Für die Kammer ist es mit der Archivfunktion nicht nachvollziehbar, dass ein Archiv vorhanden ist und irgendjemand es für notwendig erachtet hat, dort Unterlagen einzulagern. Diese Unterlagen aber nicht einzusehen sein sollen. Der RA erklärt, dass selbst Minderheiten bei BGB-Gesellschaften ein Einsichtsrecht haben. Dies gelte doch erst Recht für gleichberechtigte Mitgliedern. Hier geht es um den gesetzlichen Auftrag nach dem BetrVG.
Der Bekl/PV versucht mit dem Hinweis, dass Bernhard L. permanent das Posteingangsbuch einsieht und im Betriebsratsbüro auch auf Unterlagen zugreift, dies als ausreichend für die BR-Tätigkeit darzustellen. Bernhard L. ist kein Prüfer, obwohl er sich diese Möglichkeit mit dieser Klage eröffnen will. Dies wird mit dem RA-Hinweis erwidert, dass er sogar mehr Rechte als ein Prüfer hat, denn er ist Mitglied des Betriebsrates. Selbst ein Prüfer bestimmt die Unterlagen selbst.
Die Kammer hat genug gehört und unterbricht an dieser Stelle um 11:15 bis 11:30 Uhr.
Nach der Unterbrechung erklärt die Kammer, dass zwischenzeitlich auf entsprechende Kommentare zurückgegriffen wurde und diese die Meinung der Kammer bestätigen. Es ist die Frage, ob der BR-Vorsitzende oder ein Ausschuss nähere Regelungen treffen kann. Die Einsichtnahme aber als solches wird einheitlich dargestellt. Die Einsichtnahme schließt auch Notizen mit ein. Um ein gütliche Lösung zu finden, fragt der RI, ob eine praktische Lösung möglich wäre oder ob eine Entscheidung getroffen werden muss. Der RA erklärt sich mit einer praktischen Lösung einverstanden. RI schlägt eine weiteren Termin nur auf Antrag vor. Als Lösung wird vom RA eine Erklärung der Bekl über die Einsichtnahme gewünscht. Dies wird durch den Bekl/PV mit dem Hinweis, dass keine Erklärung abgegeben wird, welche den bisherigen Sachvortrag ergänzen würde.
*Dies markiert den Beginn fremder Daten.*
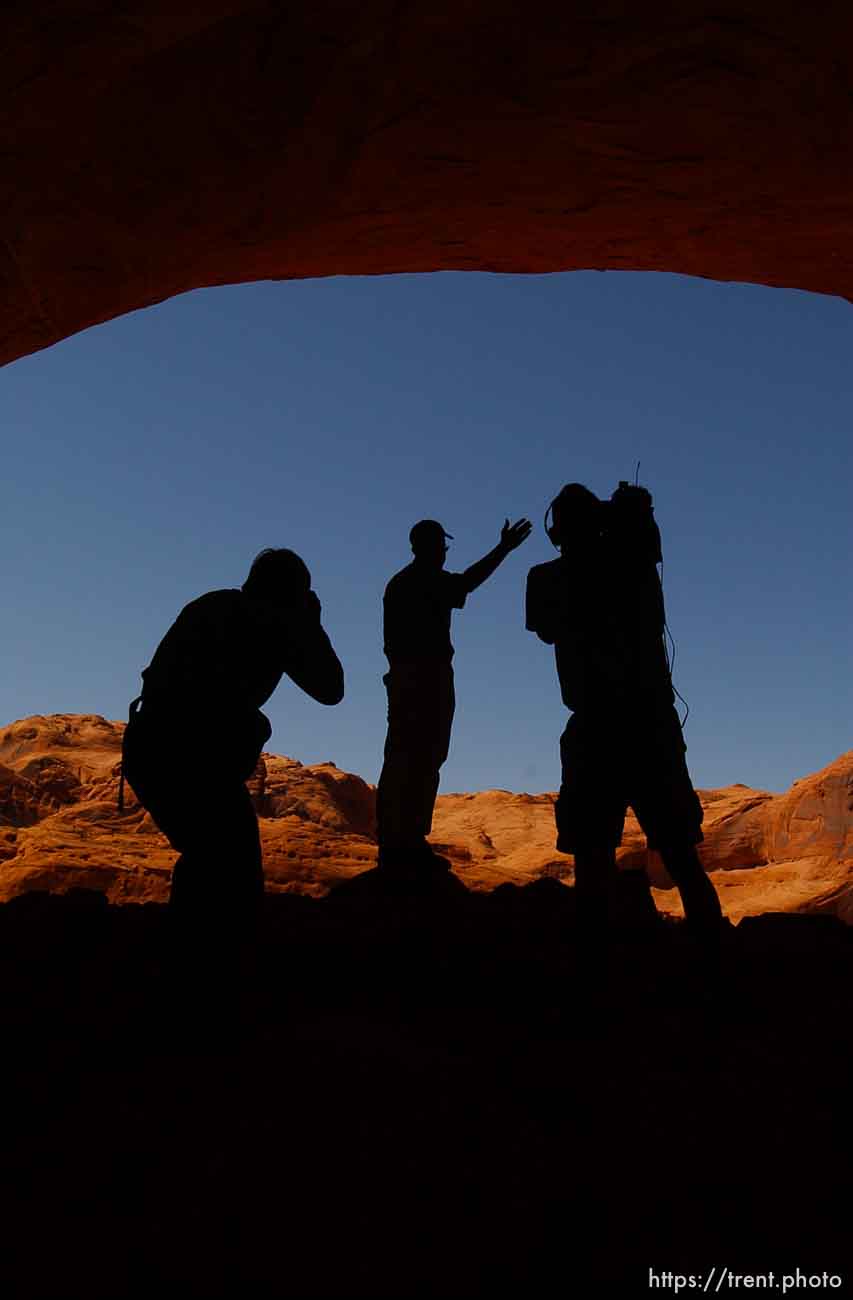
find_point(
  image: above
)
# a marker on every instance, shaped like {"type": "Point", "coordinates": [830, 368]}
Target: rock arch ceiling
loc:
{"type": "Point", "coordinates": [148, 151]}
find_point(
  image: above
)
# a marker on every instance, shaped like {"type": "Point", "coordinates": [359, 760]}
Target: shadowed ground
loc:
{"type": "Point", "coordinates": [432, 1096]}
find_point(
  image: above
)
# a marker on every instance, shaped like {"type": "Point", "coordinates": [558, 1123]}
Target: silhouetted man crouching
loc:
{"type": "Point", "coordinates": [601, 606]}
{"type": "Point", "coordinates": [196, 732]}
{"type": "Point", "coordinates": [418, 606]}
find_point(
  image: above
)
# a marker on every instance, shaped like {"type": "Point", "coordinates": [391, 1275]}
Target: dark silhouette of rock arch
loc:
{"type": "Point", "coordinates": [152, 148]}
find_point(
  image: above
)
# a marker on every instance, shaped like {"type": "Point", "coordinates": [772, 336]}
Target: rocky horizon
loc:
{"type": "Point", "coordinates": [60, 828]}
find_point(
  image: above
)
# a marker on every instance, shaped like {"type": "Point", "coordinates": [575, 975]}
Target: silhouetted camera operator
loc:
{"type": "Point", "coordinates": [601, 606]}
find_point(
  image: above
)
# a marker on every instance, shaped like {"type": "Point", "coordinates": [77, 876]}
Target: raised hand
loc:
{"type": "Point", "coordinates": [512, 534]}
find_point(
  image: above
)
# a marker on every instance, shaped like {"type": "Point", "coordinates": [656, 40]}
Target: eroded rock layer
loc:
{"type": "Point", "coordinates": [150, 150]}
{"type": "Point", "coordinates": [60, 827]}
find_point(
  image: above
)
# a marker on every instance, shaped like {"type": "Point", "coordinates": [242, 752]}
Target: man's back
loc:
{"type": "Point", "coordinates": [603, 615]}
{"type": "Point", "coordinates": [418, 606]}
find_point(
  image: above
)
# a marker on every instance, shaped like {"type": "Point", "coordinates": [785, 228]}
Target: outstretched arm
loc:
{"type": "Point", "coordinates": [511, 536]}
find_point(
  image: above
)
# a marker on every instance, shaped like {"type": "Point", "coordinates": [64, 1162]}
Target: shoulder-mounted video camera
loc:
{"type": "Point", "coordinates": [576, 512]}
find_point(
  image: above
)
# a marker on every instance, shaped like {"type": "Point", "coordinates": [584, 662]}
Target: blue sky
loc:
{"type": "Point", "coordinates": [148, 459]}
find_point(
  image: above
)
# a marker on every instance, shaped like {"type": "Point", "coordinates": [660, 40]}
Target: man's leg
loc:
{"type": "Point", "coordinates": [420, 705]}
{"type": "Point", "coordinates": [220, 874]}
{"type": "Point", "coordinates": [596, 879]}
{"type": "Point", "coordinates": [670, 813]}
{"type": "Point", "coordinates": [698, 896]}
{"type": "Point", "coordinates": [589, 817]}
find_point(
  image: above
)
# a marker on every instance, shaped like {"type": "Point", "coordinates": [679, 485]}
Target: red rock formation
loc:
{"type": "Point", "coordinates": [60, 827]}
{"type": "Point", "coordinates": [151, 150]}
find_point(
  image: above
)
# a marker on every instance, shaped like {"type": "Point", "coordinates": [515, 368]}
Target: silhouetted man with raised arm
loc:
{"type": "Point", "coordinates": [601, 606]}
{"type": "Point", "coordinates": [418, 607]}
{"type": "Point", "coordinates": [196, 732]}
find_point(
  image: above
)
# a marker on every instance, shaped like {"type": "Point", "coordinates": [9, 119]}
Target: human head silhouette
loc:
{"type": "Point", "coordinates": [576, 516]}
{"type": "Point", "coordinates": [428, 542]}
{"type": "Point", "coordinates": [277, 575]}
RI: „Dann brauchen wir eine Entscheidung“. Der RA versucht direkt mit den Bekl-Vertreten und dem Bekl/PV ein Beschluss abzuwenden. Er fragt, ob es abwicklungstechnische Probleme gibt, wenn der Kl ein Themengebiet oder ein Zeitraum anfordert. Dies wird durch den Bekl/PV mit dem Hinweis, dass dies faktisch nicht geht, da die Unterlagen nicht so geordnet sind. Dieses „wilde“ Ablagesystem wird als Arbeitsgrundlage des Betriebsrats durch Fr. Behmer bestätigt.
RI: Wir machen es jetzt einfach – wir entscheiden. Frage an RA wegen 2. Antrag. RA erklärt die Antragstellung mit der Zuständigkeit von Betriebsrat oder BR-Vorsitzenden und einer ggf. erforderlichen Umstellung auf den Vorsitzenden. Diese RA-Überlegungen wird mit einer möglichen Anfechtung durch den Bekl/PV quittiert. Der RA weist darauf hin, dass der BR-Vorsitzende keine juristische Person ist. Der RI protokolliert für den Kläger den 1. Antrag und für die Bekl die Klageabweisung. Der Entschluss der Kammer erfolgt am Ende der Sitzung. Ende um 11:40 Uhr
Ich vermute, dass dem Antrag entsprochen wird und Beschwerde gegen den Beschluss eingelegt wird. Die Bekl-Seite spielt m.E. auf Zeit und bemühen das LAG.
(wb)
_ (3) Die Mitglieder des Betriebsrats haben das Recht, die Unterlagen des Betriebsrats und seiner Ausschüsse jederzeit einzusehen. _
Die wollen sich doch nur Abschirmen und aufrechte Betriebsräte behindern. Haben Angst, daß das von ihnen angerichtete Chaos bekannt wird. Wer hat bei der Verwaltung und Organisation versagt? Betriebsratstätigkeit ist eine geordnete und nachvollziehbare Aufgabe und nicht nur fressen und saufen in geselliger Umgebung.